Courtesy of the Gold Coast Bulletin- 11 May 2010
True Bluey- AFL with Guy McKenna
IT was very interesting to hear a comment from Brownlow medallist and now TV commentator Gerard
Healy at the weekend. He was providing special comments on the Sunday AFL clash between Adelaide and Richmond, who were both winless heading into the game at AAMI Stadium.
For those who missed it, it was a tight match until the final term when Adelaide kicked away to win by 50 points after eight final-quarter goals. I was at home doing some work and in the background I heard Healy put a question to Glen Jakovich: "Explain to me why Richmond have fallen away." It made me think that is where we at the Gold Coast Football Club are currently at. What I mean by that is we have the under-21s playing the under-25s at the moment.
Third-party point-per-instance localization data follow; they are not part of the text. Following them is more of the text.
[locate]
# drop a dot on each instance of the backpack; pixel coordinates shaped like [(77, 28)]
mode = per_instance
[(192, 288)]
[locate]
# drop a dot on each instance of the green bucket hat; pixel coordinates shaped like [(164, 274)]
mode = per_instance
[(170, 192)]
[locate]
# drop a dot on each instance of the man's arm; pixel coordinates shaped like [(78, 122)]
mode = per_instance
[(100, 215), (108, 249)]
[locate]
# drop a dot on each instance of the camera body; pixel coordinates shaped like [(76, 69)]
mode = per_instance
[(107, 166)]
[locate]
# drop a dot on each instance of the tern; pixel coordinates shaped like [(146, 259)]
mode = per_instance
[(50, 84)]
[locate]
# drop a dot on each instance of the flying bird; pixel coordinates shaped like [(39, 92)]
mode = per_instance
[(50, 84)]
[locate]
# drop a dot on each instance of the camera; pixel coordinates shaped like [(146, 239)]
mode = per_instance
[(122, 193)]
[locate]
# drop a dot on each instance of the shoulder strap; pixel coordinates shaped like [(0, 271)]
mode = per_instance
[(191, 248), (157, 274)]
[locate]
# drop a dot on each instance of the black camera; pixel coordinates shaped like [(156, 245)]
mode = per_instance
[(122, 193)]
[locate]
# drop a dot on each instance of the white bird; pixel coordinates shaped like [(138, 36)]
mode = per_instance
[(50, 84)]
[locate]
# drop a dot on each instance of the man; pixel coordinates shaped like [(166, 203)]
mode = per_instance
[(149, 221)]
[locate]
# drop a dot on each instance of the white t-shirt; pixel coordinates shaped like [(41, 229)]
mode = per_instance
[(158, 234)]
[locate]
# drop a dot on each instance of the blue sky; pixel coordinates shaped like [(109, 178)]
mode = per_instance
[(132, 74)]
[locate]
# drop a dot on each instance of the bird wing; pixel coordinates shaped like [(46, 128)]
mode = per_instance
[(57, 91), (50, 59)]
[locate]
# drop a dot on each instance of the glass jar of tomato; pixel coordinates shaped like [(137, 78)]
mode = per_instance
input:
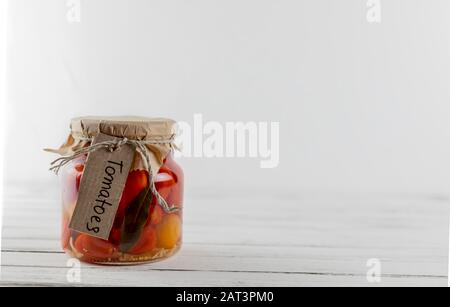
[(159, 233)]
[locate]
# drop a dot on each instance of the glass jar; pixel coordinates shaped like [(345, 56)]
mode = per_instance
[(160, 235)]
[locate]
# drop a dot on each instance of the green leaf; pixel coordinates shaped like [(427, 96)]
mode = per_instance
[(136, 215)]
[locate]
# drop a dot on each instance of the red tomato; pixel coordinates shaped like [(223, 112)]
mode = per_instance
[(78, 181), (114, 236), (156, 214), (79, 167), (146, 243), (92, 247), (137, 180)]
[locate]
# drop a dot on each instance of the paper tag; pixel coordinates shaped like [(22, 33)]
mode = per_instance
[(101, 187)]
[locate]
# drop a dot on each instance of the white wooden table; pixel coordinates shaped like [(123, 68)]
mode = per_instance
[(252, 238)]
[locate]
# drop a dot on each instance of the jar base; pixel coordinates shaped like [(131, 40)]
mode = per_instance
[(128, 259)]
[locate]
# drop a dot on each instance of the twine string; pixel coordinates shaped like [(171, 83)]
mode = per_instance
[(114, 145)]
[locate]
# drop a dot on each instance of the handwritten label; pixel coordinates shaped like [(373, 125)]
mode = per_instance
[(101, 188)]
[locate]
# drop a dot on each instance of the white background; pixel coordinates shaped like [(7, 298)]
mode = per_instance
[(362, 107)]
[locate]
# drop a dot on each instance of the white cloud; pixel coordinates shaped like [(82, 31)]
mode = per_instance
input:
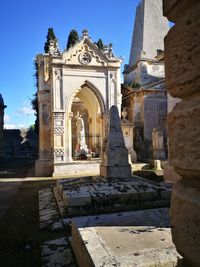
[(14, 126), (25, 110)]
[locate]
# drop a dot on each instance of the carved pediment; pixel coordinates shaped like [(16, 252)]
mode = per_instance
[(85, 53)]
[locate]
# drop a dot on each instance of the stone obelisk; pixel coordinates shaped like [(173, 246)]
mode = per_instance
[(2, 107), (115, 154), (149, 31)]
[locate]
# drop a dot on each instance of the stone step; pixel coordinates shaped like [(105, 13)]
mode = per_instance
[(49, 216), (139, 238)]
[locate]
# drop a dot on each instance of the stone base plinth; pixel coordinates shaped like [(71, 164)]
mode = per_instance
[(185, 218), (115, 171), (43, 168)]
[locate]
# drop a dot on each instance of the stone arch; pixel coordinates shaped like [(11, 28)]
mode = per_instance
[(93, 89), (90, 95)]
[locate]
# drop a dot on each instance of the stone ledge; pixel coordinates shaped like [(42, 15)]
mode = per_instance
[(97, 241)]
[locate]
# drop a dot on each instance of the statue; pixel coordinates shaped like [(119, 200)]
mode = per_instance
[(158, 144), (81, 146)]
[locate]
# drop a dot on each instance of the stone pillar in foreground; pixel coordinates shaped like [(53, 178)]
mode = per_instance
[(182, 58), (43, 166), (115, 154)]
For example, if you talk about the size of fuel tanks then we are playing sides with a 10-litre fuel tank. We have an 8L fuel tank so at some stage we won't be able to hang on. But I couldn't be happier with how we are progressing. From a win-loss side of things, we have only one draw to our name. And from the outside it might took like doom and gloom. But I just can't stress enough how impressed I am with the physical development of these boys.
It is about getting these boys to gel as a team and we are rotating four or five boys a game, which makes it difficult. And heading into the AFL season next year, we are going to turn over another 45 per cent of the list as well. All those challenges are fantastic and internally we are really happy with where we are at. The match against Bendigo at the weekend was on the ABC in Victoria and we got a great comment from Phil Cleary and David Rhys-Jones. They were saying that if you were an uncontracted AFL player and you saw the Gold Coast playing, you would want to come and play here.
That was the first time they would have seen us so it just says something about how our boys are going about it. We are not winning at the moment but we are having a serious crack. Many young athletes, for example, are conditioned to run 800m and we are getting them to run 1500m. With the conditioning work Andrew Weller has been doing, we can't go and train them at 1500m straight. The result of that would be injuries so we have been measured and what we have tried to do is get them up to say 1300m, and as these boys mature, hopefully we can pinch another 200m as the season goes on. It is quite confronting when seven boys cramp in the first round, which was unheard of. Those numbers are dwindling because they are getting conditioned to wrestling gorillas on the weekend. With the changes we are making, we think our second half of the season will be better than our first.